На улице меня встретил настоящий зимний хаос. Метель не утихала, снег бил в лицо колючими иглами, ветер пытался сорвать шапку и задуть под шарф. Воздух был холодным и резким, словно обжигая легкие. Москва была похожа на размытую акварель: огни фар и витрин тонули в белой пелене, сгущаясь в призрачные пятна. Под ногами хрустел только что выпавший снег, и было слышно, как где-то вдали работает снегоуборочная машина.
До метро было идти десять минут, но они показались вечностью. Я шла, опустив голову и подставив ветру спину, думала о тёплой аудитории, о запахе книг в институтской библиотеке и о зачетке, которую нужно было к концу недели пополнить еще одной пятеркой. Эта мысль грела лучше любого пуховика. Я была всего лишь студенткой-искусствоведом, и мой мир пока ограничивался лекциями, сессиями и утренними сырниками. Сегодня по расписанию занятий мало, поэтому я хотела провести весь день в библиотеке.
Пыль висела в воздухе густой седой пеленой, каждая частица которой была освещена тусклым лучом от единственной лампочки под потолком. Я провела пальцем по картонной коробке с потрескавшейся надписью «Инв. № 1743-1768» и чихнула. Запасники были моим личным чистилищем — между парами по истории искусств я подрабатывала здесь, разбирая завалы, которые не видел свет десятилетиями.
Воспоминания накатывали на меня не яркими картинками, а ощущениями. Самым острым из них был запах. Запах старой бумаги, воска и легкой пыли в дедушкином кабинете. Мне было лет семь, и я, затаив дыхание, сидела на толстом ковре перед низким столиком, куда дед клал очередную находку.
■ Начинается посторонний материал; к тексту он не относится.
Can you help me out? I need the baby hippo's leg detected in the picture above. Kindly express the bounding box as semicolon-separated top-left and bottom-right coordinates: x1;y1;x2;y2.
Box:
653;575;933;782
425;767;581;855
Не игрушки, нет. Дедушка был реставратором, и его дача под Звенигородом была полна сокровищ, которые взрослые считали хламом: потрескавшиеся иконы с почерневшими ликами, старинные книги с пожелтевшими страницами, обломки деревянной резьбы с диковинными зверями.
— Смотри, Алисонька, — его палец с заскорузлой кожей аккуратно водил по резному узору на куске тёмного дерева. — Видишь? Это не просто птица. Это Сирин. Она поёт такие песни, от которых человек может забыть обо всём на свете. Она живёт на границе миров.
Я верила каждому слову. Не просто видела старый кусок дерева — а видела магию. И верила, что если приложить ухо к странице древнего фолианта, можно услышать шёпот тех, кто его писал. Что краски на иконах — это не просто пигменты, а застывший свет, который когда-нибудь снова оживёт.
Именно тогда у меня родилась мечта. Не просто работать в музее. Нет.
— Дедуль, я, когда вырасту, открою свою галерею, — объявила как-то раз, раскрашивая акварелью карту вымышленной страны.
— Да ну? А что в ней будет? — усмехнулся дед, не отрываясь от работы.
— Всё! Вот это, и это, и вон то! — махнув рукой на весь кабинет. — Но не так. Я не буду вешать таблички «руками не трогать». Все должны будут трогать! Чтобы почувствовать. И каждый экспонат я сама найду. Самый древний, самый загадочный. Тот, в котором живёт душа. Я мечтала о месте, где время течёт иначе. Где каждый предмет — не безмолвный экспонат, а живой портал в другую эпоху. Где от старинного зеркала веет холодом далёкой зимы, а от потёртой переплётной кожи пахнет пылью дорог, по которым его везли. Где можно провести пальцем по шероховатой поверхности древней керамики и ощутить тепло рук гончара, жившего тысячу лет назад.